Ray Dalio says Fed can’t tighten ‘without having big, negative effect’ on markets

‘You saw the reaction in the markets when the Fed just even hinted at tightening. I don’t’ think they can tighten a lot without having a big, negative effect.’

— Ray Dalio, founder of Bridgewater Associates

Ray Dalio, billionaire investor and founder of Bridgewater Associates, the world’s largest hedge fund, took note Monday at the topsy-turvy reaction across financial markets last week to the Federal Reserve’s signal that it could begin to lift rates sooner than investors had expected and that policy makers had started to discuss the eventual slowdown of its monthly asset purchases.

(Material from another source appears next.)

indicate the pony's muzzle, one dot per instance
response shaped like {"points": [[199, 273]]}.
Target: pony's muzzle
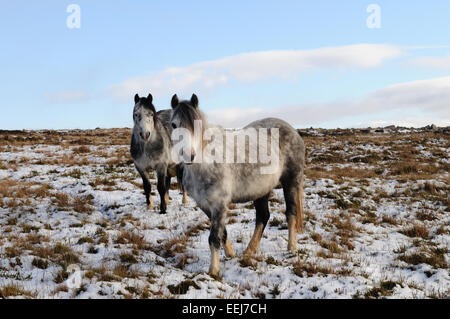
{"points": [[145, 136]]}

The yield curve flattened violently, with short- and medium-dated yields rising sharply last week as long-term yields fell; the dollar soared and equities ultimately slid, though growth-oriented shares outperformed. On Monday, many of those moves were partially reversing, with the Dow Jones Industrial Average
up more than 500 points, or 1.7%, while the S&P 500
gained 1.3%.

Read: Markets are sending ‘peculiar’ signals as Fed changes tune — here’s what they mean

Dalio, speaking in a conversation with economist and former Treasury Secretary Lawrence Summers at the Qatar Economic Forum, warned that it will be difficult to avoid an overheating of “monetary inflation” due to a flood of bond issuance.

With U.S. deficits set to rise, the country will “have to sell a lot of bonds” to investors who hold bond inventories, despite carrying very low interest rates and negative real, or inflation-adjusted, inflation rates, Dalio said. This comes at the same time that Chinese capital markets and other capital markets are becoming more attractive to global investors.

“That creates a supply/demand situation that can bring monetary inflation because there will not be enough demand to buy those bonds,” Dalio said. As a result, the Fed won’t be able to taper or cut back on its own purchases of bonds and may have to actually step up those purchases to prevent interest rates from rising, he said.